WHO, as a specialized agency of the United Nations, is the directing and coordinating authority for health within the United Nations system. WHO’s Constitution came into force on 7 April 1948.
WHO is responsible for providing leadership on global health matters, shaping the health research agenda, setting norms and standards, articulating evidence-based policy options, providing technical support to countries and monitoring and assessing health trends.
Disaster Reduction Goal
• To support a multi-sectoral approach to improving health outcomes for people at risk of emergencies and disasters by reducing: deaths, injuries, illness and disability; damage to hospitals and health infrastructure; and disruption to health care services;
• To support countries in building national capacities in all-hazard health emergency and disaster risk management, and in strengthening the resilience of health systems and continuity of health services – including physical integrity, safety and functionality of health facilities –before, during and after emergencies;
• To strengthen the resilience of communities and national self-reliance in managing emergencies.
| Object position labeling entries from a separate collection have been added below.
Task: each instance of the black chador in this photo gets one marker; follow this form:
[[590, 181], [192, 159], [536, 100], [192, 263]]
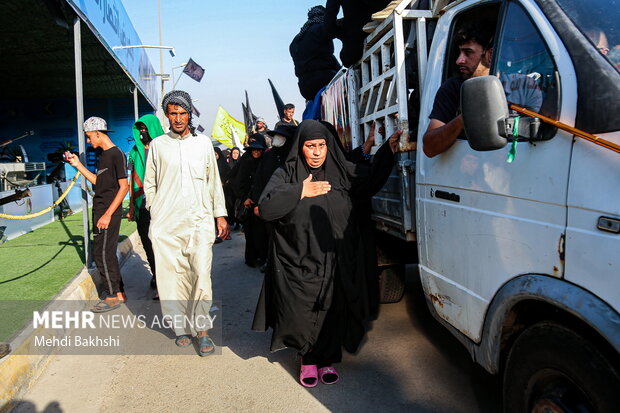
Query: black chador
[[315, 295]]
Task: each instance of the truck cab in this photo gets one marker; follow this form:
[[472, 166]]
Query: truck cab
[[519, 259]]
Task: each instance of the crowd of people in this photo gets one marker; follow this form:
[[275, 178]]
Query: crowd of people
[[301, 200], [295, 193]]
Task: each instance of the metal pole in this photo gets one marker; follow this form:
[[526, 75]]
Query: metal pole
[[135, 103], [161, 51], [79, 103]]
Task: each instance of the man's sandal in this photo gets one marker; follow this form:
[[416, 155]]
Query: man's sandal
[[102, 307], [177, 340], [308, 375], [205, 341], [328, 375]]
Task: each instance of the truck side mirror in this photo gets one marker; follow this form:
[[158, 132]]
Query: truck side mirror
[[484, 108]]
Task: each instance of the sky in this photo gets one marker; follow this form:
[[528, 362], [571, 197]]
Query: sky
[[240, 44]]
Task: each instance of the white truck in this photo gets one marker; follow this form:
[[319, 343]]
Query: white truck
[[520, 260]]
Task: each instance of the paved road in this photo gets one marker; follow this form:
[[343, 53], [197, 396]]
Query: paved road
[[408, 363]]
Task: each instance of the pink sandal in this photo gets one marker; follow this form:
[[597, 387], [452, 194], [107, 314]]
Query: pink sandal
[[308, 375], [329, 375]]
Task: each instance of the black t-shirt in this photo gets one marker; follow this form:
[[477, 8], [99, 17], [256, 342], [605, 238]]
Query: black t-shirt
[[447, 100], [111, 168]]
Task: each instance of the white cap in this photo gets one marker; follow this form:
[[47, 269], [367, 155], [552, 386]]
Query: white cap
[[94, 124]]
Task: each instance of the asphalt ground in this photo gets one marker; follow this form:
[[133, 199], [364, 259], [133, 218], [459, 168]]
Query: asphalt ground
[[408, 362]]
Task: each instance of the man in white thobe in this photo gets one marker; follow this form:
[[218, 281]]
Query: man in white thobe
[[184, 193]]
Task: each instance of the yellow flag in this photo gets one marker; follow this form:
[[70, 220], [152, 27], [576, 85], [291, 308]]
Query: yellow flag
[[224, 126]]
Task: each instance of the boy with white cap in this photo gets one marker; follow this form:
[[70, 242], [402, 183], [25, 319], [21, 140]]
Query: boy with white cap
[[111, 186]]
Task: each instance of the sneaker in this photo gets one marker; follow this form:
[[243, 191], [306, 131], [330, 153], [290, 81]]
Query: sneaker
[[5, 349]]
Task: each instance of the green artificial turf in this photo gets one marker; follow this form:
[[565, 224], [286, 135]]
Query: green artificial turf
[[36, 266]]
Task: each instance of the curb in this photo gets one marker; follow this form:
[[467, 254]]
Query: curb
[[19, 372]]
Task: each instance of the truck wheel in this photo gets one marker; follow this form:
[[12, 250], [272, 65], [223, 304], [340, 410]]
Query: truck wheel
[[392, 283], [553, 369]]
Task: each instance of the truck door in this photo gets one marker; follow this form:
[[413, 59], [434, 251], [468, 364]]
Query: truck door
[[482, 220]]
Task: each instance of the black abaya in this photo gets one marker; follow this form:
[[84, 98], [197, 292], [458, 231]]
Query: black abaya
[[316, 244]]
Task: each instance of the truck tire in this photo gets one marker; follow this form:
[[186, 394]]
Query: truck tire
[[550, 368], [392, 283]]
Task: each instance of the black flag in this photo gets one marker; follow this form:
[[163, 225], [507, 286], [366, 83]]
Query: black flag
[[195, 111], [277, 99], [248, 116], [194, 70]]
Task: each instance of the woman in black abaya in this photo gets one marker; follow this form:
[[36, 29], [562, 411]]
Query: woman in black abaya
[[315, 294]]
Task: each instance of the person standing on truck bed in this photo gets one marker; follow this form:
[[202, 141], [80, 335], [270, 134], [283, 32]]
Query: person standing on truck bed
[[475, 47], [312, 51]]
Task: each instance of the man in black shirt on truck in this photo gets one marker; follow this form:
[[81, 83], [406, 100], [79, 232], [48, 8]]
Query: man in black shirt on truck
[[475, 44], [111, 186]]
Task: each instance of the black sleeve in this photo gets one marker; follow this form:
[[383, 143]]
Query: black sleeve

Policies and Programmes in DRR
The World Health Assembly, the governing body of WHO, adopted WHA Resolution (WHA64.10) on “Strengthening national and community health emergency and disaster management capacity and resilience of health systems” in May 2011.
Resolutions have been passed by every WHO Regional Committee over the past 20 years to reinforce the mandate given to WHO and to strengthen capacities of Member States.
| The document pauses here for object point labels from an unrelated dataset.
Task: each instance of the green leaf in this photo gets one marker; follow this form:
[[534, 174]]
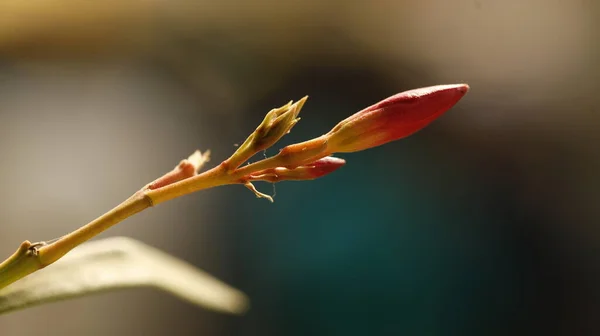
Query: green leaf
[[118, 263]]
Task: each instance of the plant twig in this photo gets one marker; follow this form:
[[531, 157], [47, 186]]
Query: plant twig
[[391, 119]]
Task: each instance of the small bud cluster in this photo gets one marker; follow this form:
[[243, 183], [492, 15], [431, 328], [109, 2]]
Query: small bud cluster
[[391, 119]]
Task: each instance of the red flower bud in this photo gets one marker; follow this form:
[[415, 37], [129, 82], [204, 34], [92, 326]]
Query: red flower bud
[[393, 118]]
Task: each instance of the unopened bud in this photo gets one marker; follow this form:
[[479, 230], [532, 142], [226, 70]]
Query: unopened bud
[[393, 118], [277, 123]]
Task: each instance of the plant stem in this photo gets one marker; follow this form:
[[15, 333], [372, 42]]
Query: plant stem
[[32, 257]]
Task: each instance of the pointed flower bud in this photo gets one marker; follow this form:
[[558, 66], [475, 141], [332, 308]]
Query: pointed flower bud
[[308, 171], [277, 123], [393, 118]]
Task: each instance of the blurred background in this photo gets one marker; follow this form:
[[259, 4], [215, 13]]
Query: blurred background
[[484, 223]]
The commitment of Member States and WHO for health emergency and disaster risk management is expressed in various international agreements, frameworks and resolutions for specific hazards and areas of public health, such as the International Health Regulations (2005), mental health, disability, food safety, non-communicable diseases, environmental health, climate change, radiation safety and chemical safety.
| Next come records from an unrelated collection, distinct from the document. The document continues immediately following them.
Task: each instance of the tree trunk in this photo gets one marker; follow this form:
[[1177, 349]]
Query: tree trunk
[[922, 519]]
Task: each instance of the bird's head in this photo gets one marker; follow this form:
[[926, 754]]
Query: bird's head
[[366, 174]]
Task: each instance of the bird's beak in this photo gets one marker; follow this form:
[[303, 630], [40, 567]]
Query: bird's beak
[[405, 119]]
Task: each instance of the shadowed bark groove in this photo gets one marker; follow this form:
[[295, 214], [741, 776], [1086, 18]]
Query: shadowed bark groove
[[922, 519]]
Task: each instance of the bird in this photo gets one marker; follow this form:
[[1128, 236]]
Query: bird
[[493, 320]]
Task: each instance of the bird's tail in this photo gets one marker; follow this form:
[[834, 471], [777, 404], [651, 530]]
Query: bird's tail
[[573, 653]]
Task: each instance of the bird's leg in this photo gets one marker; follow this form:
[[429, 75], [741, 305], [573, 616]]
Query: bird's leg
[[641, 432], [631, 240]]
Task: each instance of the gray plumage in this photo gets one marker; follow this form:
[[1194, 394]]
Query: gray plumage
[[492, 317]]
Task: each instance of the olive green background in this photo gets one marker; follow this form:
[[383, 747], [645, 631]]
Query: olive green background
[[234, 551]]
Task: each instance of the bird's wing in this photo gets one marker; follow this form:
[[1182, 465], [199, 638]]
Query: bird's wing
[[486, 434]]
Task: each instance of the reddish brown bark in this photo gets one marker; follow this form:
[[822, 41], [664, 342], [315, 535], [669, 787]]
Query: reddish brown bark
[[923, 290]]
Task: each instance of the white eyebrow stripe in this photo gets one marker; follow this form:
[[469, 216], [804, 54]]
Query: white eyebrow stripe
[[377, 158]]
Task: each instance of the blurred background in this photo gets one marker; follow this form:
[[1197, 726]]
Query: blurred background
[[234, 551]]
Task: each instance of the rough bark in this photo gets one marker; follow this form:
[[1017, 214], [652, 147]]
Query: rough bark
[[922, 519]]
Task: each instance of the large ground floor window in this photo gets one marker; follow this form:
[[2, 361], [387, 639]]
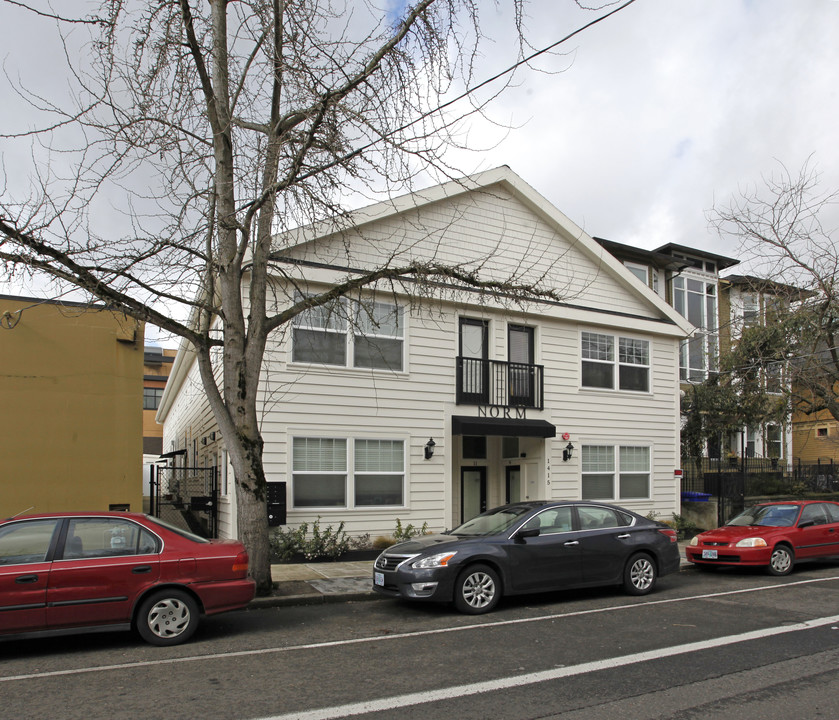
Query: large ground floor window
[[341, 472], [612, 472]]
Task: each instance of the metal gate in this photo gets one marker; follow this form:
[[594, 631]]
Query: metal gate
[[186, 498], [729, 487]]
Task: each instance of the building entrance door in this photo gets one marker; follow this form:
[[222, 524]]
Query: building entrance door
[[472, 492], [513, 484]]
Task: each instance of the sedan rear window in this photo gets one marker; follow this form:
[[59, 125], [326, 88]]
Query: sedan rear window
[[767, 516], [26, 542], [178, 531], [492, 522]]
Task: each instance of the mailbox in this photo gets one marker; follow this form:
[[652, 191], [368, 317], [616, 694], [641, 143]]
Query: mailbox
[[276, 504]]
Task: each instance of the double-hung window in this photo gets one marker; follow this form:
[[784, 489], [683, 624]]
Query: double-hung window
[[321, 475], [615, 362], [379, 472], [615, 472], [378, 336], [319, 472], [320, 335], [361, 334], [696, 300]]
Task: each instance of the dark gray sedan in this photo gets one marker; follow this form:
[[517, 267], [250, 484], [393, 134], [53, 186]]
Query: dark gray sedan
[[526, 548]]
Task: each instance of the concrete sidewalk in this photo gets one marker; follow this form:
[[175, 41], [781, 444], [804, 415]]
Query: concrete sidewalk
[[333, 582]]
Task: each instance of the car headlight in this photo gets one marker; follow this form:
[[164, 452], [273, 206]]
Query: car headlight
[[751, 542], [438, 560]]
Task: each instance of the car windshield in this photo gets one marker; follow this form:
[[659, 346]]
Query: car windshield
[[492, 522], [175, 529], [767, 516]]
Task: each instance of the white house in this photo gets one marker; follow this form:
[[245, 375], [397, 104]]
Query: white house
[[431, 409]]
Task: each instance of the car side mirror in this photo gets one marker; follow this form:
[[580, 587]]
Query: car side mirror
[[531, 532]]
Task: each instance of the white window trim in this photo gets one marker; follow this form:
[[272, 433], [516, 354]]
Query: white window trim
[[632, 267], [349, 483], [616, 363], [617, 471], [349, 333], [710, 338]]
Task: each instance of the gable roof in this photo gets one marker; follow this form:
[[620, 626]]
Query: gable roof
[[297, 241]]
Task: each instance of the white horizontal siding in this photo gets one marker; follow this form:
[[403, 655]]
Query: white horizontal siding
[[490, 231]]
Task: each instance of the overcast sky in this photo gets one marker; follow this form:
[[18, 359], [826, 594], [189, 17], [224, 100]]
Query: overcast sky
[[669, 107], [659, 112]]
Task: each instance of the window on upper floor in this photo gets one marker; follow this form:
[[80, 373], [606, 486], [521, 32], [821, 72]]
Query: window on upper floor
[[322, 335], [774, 375], [151, 398], [751, 309], [639, 271], [774, 445], [695, 298], [614, 362]]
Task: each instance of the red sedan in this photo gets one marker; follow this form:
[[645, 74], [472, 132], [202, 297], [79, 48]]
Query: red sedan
[[75, 571], [775, 535]]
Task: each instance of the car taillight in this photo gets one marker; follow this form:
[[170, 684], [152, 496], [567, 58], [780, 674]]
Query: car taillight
[[240, 565], [670, 533]]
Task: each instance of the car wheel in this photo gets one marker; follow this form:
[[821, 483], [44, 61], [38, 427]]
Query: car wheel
[[639, 575], [781, 560], [167, 617], [477, 590]]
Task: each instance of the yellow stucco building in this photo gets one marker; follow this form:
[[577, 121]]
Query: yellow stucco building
[[71, 389]]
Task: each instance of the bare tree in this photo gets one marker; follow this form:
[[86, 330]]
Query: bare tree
[[212, 128], [783, 231]]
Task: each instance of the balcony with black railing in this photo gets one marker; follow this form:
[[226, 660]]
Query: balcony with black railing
[[499, 383]]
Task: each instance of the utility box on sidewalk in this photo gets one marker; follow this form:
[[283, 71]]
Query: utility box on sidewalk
[[276, 504]]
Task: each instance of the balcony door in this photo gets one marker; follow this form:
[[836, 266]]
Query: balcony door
[[474, 354], [473, 496], [521, 381]]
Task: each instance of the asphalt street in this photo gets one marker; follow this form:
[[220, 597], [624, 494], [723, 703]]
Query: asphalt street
[[709, 645]]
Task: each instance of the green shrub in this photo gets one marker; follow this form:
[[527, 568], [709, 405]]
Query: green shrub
[[409, 531], [323, 544], [382, 542]]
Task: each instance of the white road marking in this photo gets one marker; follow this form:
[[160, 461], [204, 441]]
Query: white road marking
[[401, 636], [419, 698]]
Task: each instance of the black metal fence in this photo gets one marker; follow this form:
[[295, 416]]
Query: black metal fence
[[730, 481], [186, 498]]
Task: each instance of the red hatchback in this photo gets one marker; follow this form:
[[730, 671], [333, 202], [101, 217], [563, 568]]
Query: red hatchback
[[775, 535], [72, 571]]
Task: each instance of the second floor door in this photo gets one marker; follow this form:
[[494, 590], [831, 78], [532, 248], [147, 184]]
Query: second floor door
[[474, 354], [520, 370]]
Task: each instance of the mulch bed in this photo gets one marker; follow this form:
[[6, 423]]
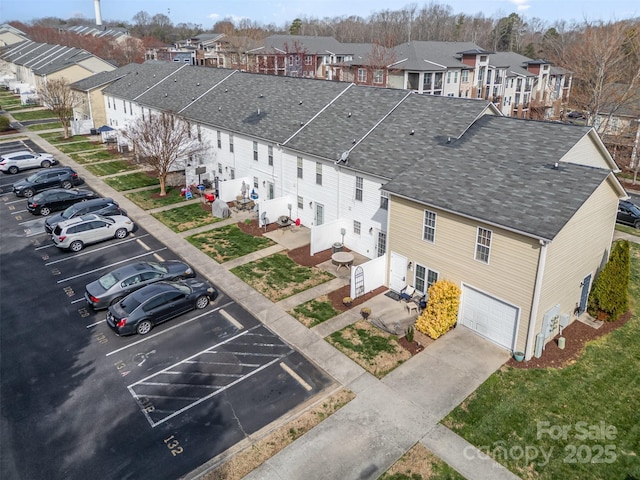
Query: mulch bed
[[576, 335]]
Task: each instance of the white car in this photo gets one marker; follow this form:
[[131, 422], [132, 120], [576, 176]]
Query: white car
[[75, 233], [23, 160]]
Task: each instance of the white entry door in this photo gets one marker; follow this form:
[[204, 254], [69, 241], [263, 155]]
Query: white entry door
[[397, 272], [490, 317]]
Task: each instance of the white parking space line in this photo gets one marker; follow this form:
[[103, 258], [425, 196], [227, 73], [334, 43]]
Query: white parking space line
[[144, 245], [231, 320], [296, 377], [154, 393], [148, 337], [81, 254], [73, 277]]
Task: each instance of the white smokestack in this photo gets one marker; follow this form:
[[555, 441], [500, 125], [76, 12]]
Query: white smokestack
[[96, 4]]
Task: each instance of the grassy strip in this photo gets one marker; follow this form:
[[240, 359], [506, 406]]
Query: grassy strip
[[131, 181], [376, 351], [188, 217], [109, 168], [44, 126], [95, 156], [148, 199], [314, 312], [277, 276], [228, 242], [33, 115], [579, 422]]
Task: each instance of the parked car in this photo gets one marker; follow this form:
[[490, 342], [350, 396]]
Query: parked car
[[628, 213], [56, 199], [100, 206], [117, 284], [64, 177], [140, 311], [16, 161], [77, 232]]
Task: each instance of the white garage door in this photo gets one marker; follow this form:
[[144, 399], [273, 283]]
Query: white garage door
[[490, 317]]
Strategic Objective 5 of WHO’s Medium-Term Strategic Plan (MTSP) for 2008-2013 is: “To reduce the health consequences of emergencies, disasters, crises and conflicts, and minimize their social and economic impact.” The 2012-2013 biennial global work plan plans describe WHO activities to support countries in the areas of health sector risk reduction, including emergency preparedness, and to build institutional capacity in WHO for emergency preparedness and response.
Looking ahead to 2014-2015, health emergency and disaster risk management is embedded in the proposed category 5: “Preparedness, surveillance and response”. This commitment is described in the references to WHO Reform and the WHO Global Programme of Work at http://www.who.int/about/who_reform/en/index.html
In 2012, the Regional Committee for Africa adopted a resolution (AFR/RC62/R1) to establish a Disaster Risk Management: A Health Sector Strategy for the African Region in order to institutionalize disaster risk management in the health sector, focusing on preparedness for, and response to, emergencies and post-emergency recovery.
Global programmatic guidance includes the WHO Six-Year Risk Reduction and Emergency Preparedness Strategy for Health Sector and Community Capacity Development which was released in 2007.
Membership in Key Networks
• ISDR Inter-Agency Group
• ISDR Regional Platforms and equivalent bodies (Arab States, Africa, Americas, Asia, Europe)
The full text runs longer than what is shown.